Finding my feet in user-centred methods

The term User-centred design is rapidly growing in its use within design and business circles, however it could be suggested that in many ways the concept is not well understood by those who use it. To establish what User-centred design is, it would be logical to first consider the aims of such a design method; however it is important for this particular topic that from these overall aims we draw the implications for health care applications specifically.

At the core of user-centred design is the value placed by designers on the relationship between people and the objects they design, not simply the objects alone, concluding that the things designed do not exist in a vacuum, instead in relationship with the humans using them. Key to this is identifying latent consumer needs 1 (Shove, Watson, Hand, & Ingram, 2007). Research into user-centred methodology shows that as with other design process, the process is in many cases flexible. When I had the benefit of interviewing, Jonathan West, a Senior Associate of another leading organisation using user-centred design, The Helen Hamlyn Centre, he agreed; “I think you can define [user-centred design] as an intent, but I don’t think you can define it in terms of a discipline” 2 (West, 2012).

Defined by intent, not by process or outcome

As was suggested originally and reinforced by both designers practicing the process and the academics considering it, user-centred design is defined by its ultimate aim or intent. It is also apparent that there is no possibility of a ‘ten-step’ dictated process to reach this aim. This can be simply explained by the fact that if user-centred design does indeed place value “in the relation between people and things, rather than in things alone,” 1(Shove, Watson, Hand, & Ingram, 2007) all people are different; using designed objects and services in individual ways. To put it into more common design language – The user groups for each project have varying needs, and establishing the needs requires different methods depending on the users.
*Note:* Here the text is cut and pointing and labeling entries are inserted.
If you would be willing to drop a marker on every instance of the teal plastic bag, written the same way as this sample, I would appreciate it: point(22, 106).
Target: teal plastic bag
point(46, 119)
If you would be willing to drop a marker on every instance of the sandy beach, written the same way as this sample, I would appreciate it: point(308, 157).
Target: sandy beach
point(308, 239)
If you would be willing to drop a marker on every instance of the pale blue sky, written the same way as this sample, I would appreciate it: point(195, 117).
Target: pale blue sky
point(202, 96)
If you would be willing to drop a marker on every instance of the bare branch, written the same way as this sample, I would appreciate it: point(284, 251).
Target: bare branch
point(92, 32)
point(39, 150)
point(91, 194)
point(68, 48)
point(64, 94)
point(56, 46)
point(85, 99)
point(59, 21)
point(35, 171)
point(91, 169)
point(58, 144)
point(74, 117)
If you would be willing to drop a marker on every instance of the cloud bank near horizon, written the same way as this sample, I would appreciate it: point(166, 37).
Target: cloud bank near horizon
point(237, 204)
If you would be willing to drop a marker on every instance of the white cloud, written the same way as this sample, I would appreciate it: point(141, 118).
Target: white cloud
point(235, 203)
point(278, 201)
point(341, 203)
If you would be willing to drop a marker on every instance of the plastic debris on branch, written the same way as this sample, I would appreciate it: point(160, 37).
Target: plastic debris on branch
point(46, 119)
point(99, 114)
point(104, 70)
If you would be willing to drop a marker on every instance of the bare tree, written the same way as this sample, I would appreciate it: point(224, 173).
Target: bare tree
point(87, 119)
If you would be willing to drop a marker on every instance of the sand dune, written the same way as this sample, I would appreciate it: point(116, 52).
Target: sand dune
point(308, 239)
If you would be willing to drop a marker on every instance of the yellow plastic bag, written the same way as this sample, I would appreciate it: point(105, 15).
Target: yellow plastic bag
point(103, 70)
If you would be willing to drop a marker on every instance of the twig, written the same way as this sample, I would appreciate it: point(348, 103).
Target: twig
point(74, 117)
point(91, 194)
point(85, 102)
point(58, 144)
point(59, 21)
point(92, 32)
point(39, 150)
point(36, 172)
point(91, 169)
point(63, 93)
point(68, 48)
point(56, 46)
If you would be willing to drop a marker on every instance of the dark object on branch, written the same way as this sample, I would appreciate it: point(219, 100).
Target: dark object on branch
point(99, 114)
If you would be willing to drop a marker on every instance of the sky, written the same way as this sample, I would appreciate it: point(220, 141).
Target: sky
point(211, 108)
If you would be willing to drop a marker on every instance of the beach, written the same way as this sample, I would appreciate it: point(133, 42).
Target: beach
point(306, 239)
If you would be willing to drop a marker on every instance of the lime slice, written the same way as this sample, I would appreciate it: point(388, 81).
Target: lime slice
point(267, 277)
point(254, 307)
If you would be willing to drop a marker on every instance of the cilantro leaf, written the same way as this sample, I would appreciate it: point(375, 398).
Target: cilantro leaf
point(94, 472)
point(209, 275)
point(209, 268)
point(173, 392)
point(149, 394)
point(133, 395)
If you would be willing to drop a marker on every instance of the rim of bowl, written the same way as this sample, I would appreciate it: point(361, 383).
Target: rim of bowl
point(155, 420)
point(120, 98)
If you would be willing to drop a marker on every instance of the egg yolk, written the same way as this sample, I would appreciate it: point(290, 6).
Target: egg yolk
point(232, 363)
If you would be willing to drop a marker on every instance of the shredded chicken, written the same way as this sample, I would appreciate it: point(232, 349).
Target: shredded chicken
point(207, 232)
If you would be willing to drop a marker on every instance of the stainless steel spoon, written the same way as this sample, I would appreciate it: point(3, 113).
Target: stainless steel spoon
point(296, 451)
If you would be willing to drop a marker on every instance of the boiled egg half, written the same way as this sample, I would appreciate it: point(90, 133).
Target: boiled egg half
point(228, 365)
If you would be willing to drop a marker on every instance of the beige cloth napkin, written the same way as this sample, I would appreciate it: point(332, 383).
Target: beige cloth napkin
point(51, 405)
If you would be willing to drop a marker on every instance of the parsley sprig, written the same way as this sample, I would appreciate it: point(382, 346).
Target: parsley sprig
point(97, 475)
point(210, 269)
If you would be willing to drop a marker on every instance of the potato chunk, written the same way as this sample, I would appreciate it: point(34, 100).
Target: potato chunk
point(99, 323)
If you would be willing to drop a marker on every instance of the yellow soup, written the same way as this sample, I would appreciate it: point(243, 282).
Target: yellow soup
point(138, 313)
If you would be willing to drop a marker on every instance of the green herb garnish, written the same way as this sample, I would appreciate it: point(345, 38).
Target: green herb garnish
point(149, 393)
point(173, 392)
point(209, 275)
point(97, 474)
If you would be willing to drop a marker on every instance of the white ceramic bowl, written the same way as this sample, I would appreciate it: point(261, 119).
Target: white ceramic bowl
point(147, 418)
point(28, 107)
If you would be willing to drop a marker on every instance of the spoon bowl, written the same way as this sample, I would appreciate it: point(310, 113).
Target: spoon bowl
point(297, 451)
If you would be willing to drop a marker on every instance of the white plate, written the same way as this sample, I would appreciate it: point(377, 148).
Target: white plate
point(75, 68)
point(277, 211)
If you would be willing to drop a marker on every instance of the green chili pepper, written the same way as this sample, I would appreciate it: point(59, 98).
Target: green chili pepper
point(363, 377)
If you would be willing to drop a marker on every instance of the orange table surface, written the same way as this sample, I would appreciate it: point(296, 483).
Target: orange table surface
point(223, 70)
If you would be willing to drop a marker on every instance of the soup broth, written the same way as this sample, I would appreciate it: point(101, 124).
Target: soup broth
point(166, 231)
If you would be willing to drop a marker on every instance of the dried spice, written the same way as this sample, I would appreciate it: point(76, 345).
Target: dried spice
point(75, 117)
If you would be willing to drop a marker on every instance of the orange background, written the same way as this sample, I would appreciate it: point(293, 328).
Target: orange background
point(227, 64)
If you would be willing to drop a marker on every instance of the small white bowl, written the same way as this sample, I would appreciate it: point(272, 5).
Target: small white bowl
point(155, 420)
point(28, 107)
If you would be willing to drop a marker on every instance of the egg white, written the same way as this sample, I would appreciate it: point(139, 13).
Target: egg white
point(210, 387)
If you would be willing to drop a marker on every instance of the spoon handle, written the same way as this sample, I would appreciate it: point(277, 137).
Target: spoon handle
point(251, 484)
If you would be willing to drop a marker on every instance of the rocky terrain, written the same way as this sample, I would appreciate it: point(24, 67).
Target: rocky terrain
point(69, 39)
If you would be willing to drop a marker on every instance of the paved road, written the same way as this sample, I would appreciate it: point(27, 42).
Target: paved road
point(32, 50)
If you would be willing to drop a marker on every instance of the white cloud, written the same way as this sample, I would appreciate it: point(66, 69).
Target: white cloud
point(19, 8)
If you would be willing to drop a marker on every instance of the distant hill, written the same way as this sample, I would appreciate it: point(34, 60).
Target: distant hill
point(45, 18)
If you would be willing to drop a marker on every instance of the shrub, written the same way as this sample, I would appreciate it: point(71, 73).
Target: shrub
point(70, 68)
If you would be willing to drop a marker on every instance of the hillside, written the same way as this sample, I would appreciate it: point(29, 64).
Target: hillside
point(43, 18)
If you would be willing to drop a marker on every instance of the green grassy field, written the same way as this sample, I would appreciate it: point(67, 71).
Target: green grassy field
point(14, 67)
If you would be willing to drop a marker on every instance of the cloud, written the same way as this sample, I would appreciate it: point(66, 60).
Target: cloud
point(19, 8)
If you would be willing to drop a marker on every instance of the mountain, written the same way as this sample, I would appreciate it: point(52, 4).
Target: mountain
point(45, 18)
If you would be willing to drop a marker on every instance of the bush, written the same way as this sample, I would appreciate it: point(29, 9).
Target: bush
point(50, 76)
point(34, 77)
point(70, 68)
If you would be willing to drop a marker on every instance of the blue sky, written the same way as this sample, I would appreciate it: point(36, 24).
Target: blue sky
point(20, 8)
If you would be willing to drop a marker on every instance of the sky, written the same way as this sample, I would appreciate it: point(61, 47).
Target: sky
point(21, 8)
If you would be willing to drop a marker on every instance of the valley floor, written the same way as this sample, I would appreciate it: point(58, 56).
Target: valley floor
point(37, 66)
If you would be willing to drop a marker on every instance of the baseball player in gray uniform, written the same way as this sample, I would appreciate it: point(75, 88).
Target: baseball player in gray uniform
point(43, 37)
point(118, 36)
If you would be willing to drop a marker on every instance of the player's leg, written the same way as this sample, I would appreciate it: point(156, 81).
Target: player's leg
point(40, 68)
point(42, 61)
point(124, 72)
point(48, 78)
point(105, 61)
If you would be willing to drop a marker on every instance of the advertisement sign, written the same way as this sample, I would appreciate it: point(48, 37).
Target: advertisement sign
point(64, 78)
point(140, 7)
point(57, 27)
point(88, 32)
This is reinforced in the Design Council Magazine;

“So how do you become more user-centred? First, meet your user. Discover what they really do – not what they say they do – and what they want to do. Usability testing is a must – and should not be confused with market research and the inherent falsity of focus groups.” 3

It is clear that to conduct user-centred design there must be a degree of research undertaken to establish the needs and desires of the users the design aims to be centred around. If this is the case, is there a formula to follow? Is there a certain set of research practices that must be undertaken to make a design user-centred in the eyes of the design community? Jonathan west has already alluded to the fact that it is not possible to define user-centred as a discipline, thus not allowing for a set for designers to follow and other writing in the area appears to agree:

“The space of design research is as much like the novelists library or the cooks kitchen as it is the scientists laboratory or the marketers phone bank” 4 (Luvenfeld, 2003)

The evidence is building that whilst design research is key to a user-centred approach to design, there is not set regime, giving no ultimate restrictions. However to continue Luvenfeld’s metaphor of the cooks kitchen, there are of course combinations of ingredients that are tried and tested in producing desirable outcomes. Of course there are also unexpected combinations that produce unforeseen brilliance, but this sits alongside the ever present risk of a disaster waiting to happen whether through lack of experience or too great a risk.